Abstract
The 4th industrial revolution must be approached from the perspective of industrial ecosystem in order to lead to industrial reorganization facing after deindustrialization. This is because, as the characteristics of agriculture and manufacturing differ, the basic characteristics of industries related to the 4th industrial revolution differ from those of manufacturing. Differences in the way agriculture and manufacturing value is created require differences in human type, social systems, and even distribution system. That is, just as ecosystems focus on the interrelationship of organisms and their relationship with the physical environment, the industrial ecosystems to be accompanied by the 4th industrial revolution require new human beings to live in the new industrial ecosystem and new systems to support the new industrial ecosystem, with new technologies in the related fields. This paper will show that the industrial ecosystem required by the 4th industrial revolution calls for Homo empathicus different from Homo economicus of industrial society, a reciprocal economy different from the capitalist economy, and an autonomous democracy different from free democracy.
Highlights
How will the 4th industrial revolution (IR) change human society? Unless new labor-intensive tasks are created, the 4th IR will result in a catastrophe for jobs and hyper-polarization of income.That is, only the creation of new labor-intensive tasks can prevent job disasters and a drop in the proportion of labor income as a result of increasing artificial intelligence (AI) [1]

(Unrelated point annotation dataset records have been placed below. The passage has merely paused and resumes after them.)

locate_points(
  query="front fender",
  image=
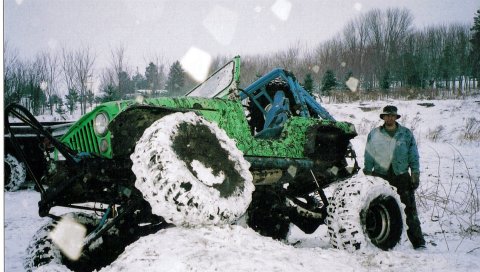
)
(129, 125)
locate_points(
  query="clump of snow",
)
(17, 173)
(68, 235)
(206, 175)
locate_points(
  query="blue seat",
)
(276, 116)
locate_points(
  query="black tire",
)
(171, 162)
(268, 214)
(43, 253)
(15, 173)
(365, 213)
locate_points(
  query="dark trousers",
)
(403, 183)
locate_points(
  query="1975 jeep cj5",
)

I think that the 4th IR requires a new type of humanity and social order that is completely different from the humanity or social order of industrial society
Does not mean just a few technological innovations and the social innovations demanded by the new ecosystem, given that it is the result of developing the “network” caused by the information technology (IT) revolution into a stable digital ecosystem
Summary
Unless new labor-intensive tasks are created, the 4th IR will result in a catastrophe for jobs and hyper-polarization of income. Only the creation of new labor-intensive tasks can prevent job disasters and a drop in the proportion of labor income as a result of increasing artificial intelligence (AI) [1]. Do we have the capacity to create new labor-intensive tasks? The educational system of industrial society demonstrates a limit to the creation of labor-intensive tasks. Around the year 2000 in the U.S.A., the demand for cognitive tasks often associated with higher education skills underwent a reversal; that is, a strong, ongoing increase in the demand for skills in the decades leading up to 2000, and a decline in that demand in the years since 2000, even as the supply of higher education workers continues to grow [2].